| Summary: | slurmd cgroup functionality doesn't work inside an LXC container | ||
|---|---|---|---|
| Product: | Slurm | Reporter: | Alun Jones <auj> |
| Component: | slurmd | Assignee: | Jacob Jenson <jacob> |
| Status: | RESOLVED INVALID | QA Contact: | |
| Severity: | 6 - No support contract | ||
| Priority: | --- | ||
| Version: | 17.11.2 | ||
| Hardware: | Linux | ||
| OS: | Linux | ||
| Site: | -Other- | Alineos Sites: | --- |
| Atos/Eviden Sites: | --- | Confidential Site: | --- |
| Coreweave sites: | --- | Cray Sites: | --- |
| DS9 clusters: | --- | HPCnow Sites: | --- |
| HPE Sites: | --- | IBM Sites: | --- |
| NOAA SIte: | --- | OCF Sites: | --- |
| Recursion Pharma Sites: | --- | SFW Sites: | --- |
| SNIC sites: | --- | Linux Distro: | --- |
| Machine Name: | CLE Version: | ||
| Version Fixed: | Target Release: | --- | |
| DevPrio: | --- | Emory-Cloud Sites: | --- |
| Attachments: | Change xcgroup.c to use notify_on_release rather than release_agent as successful cgroup creation flag. | ||
I wonder whether bug https://bugs.schedmd.com/show_bug.cgi?id=5626 is related.
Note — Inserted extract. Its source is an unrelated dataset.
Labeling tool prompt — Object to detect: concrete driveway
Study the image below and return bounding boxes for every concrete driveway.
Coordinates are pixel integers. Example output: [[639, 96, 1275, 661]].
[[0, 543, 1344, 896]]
The reporter doesn't say that it's running inside a container, but the symptoms are very similar. |
Created attachment 9618 [details] Change xcgroup.c to use notify_on_release rather than release_agent as successful cgroup creation flag. Hi, If I'm reading the sources correctly, src/slurmd/common/xcgroup.c uses the presence of the "release_agent" file in a cgroup to determine whether that cgroup has been created successfully. It looks like that's the only use that's made of that file. For various reasons, I would like to be able to run slurmd inside an LXC container and to use cgroup functionality to manage access to a pair of GPUs. However, LXC hides the release_agent file, which means that slurmd won't start in this case. If I point the test at the "notify_on_release" file (which *is* present inside LXC), everything works. If my guess is right (that release_agent is only used as a test of successful cgroup creation) then the change above would be sufficient to allow slurmd to run inside LXC. I'm attaching a "git diff" against the current version of Slurm. Hope it's appropriate and that you'll accept it.